Tensions Mount as Ukraine Storms Russian Naval BaseBy Lee Hockstader
The Washington Post
In a sharp escalation of tensions between two nuclear-armed countries, Russia Monday said Ukrainian special forces had stormed a Russian-controlled naval base, arresting three officers and wounding sailors and civilians.
The incident took place in the Ukrainian port of Odessa late Sunday. The accounts, while varying, made clear that ties were continuing to deteriorate between Moscow and Kiev, which have quarreled for more than two years over who should inherit the former Soviet Black Sea Fleet.
Combined with other points of contention, such as the fate of Ukraine's nuclear missile force and the future of Russian-speaking regions of Ukraine that want to reunite with Moscow, overall relations have become alarming.

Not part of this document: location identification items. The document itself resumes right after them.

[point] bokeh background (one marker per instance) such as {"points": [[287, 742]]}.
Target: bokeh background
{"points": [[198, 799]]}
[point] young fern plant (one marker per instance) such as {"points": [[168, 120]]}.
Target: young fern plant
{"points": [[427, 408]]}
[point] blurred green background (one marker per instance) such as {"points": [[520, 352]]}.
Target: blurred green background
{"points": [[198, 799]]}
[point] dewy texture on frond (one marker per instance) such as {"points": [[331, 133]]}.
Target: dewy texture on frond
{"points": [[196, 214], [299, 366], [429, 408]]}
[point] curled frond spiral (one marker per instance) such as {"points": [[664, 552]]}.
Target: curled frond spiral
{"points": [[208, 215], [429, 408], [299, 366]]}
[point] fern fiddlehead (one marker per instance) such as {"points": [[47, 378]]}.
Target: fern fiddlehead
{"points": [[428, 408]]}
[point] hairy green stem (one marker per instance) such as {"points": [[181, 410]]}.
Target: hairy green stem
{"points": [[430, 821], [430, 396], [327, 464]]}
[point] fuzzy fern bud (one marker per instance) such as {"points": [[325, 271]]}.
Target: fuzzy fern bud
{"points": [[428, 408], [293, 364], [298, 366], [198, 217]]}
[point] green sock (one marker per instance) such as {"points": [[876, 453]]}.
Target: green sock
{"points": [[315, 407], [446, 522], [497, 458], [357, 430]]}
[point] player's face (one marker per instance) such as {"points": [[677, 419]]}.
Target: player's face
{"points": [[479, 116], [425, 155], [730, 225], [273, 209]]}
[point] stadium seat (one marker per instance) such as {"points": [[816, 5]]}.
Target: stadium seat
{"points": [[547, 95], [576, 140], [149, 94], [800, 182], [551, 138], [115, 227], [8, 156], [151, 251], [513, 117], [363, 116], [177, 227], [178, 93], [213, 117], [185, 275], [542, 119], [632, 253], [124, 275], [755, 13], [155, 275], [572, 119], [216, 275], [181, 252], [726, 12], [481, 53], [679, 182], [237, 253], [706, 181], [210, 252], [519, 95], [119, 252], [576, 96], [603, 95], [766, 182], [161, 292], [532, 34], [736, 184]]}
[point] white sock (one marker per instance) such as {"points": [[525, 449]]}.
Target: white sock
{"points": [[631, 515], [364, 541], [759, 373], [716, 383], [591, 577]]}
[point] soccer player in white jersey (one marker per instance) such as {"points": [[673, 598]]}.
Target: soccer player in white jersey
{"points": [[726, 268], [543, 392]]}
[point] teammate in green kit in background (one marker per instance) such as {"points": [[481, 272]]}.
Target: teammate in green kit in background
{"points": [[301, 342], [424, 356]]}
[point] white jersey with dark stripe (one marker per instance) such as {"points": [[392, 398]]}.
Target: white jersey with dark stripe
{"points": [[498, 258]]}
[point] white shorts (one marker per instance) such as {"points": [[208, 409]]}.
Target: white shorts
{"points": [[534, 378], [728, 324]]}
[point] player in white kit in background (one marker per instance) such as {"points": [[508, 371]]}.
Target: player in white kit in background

The Ukrainian action was in apparent retaliation for the departure of the Russian naval research ship Cheleken from the Ukrainian port of Odessa late Friday. The Ukrainians said the Cheleken, loaded with $10 million in navigational and marine equipment, was not authorized to leave and did so despite direct orders from Ukrainian authorities.
When the Ukrainians tried to prevent the Cheleken's departure, they were thwarted by Russian sailors, who were ordered to take up arms and prepare for hostilities, according to the Ukrainian Defense Ministry. It termed the Cheleken's departure as an act of piracy.
As the Cheleken sailed toward the Black Sea Fleet's home base of Sevastopol, it was pursued most of Saturday by Ukrainian naval ships, which tried to intercept it, Russian officials said. The pursuers were finally chased off by an attack group of Russian-controlled ships, and the Cheleken docked safely in Sevastopol late Saturday, they said.
The response from the Ukrainians came just over 24 hours later. According to Russian military officials, about 120 Ukrainian special forces assaulted a base of the 318th Russian Division Sunday night in Odessa, which was home to a small reserve unit of the Black Sea Fleet. They captured the shore area, a communications center, the armory and a secure document storage site.
The three top Russian officers at the base, including one first-rank captain and two second-rank captains, were arrested and led away in handcuffs, the officials said. In the action, the Russian officials said, sailors and their families, including children, were roughed up, beaten and injured by flying shards of glass.
A statement released by the Ukrainian Defense Ministry insisted there had been no assault, no injuries and no mistreatment of sailors or civilians. The ministry affirmed, however, that the Ukrainian troops had surrounded one installation full of Russian troops to "prevent unauthorized actions."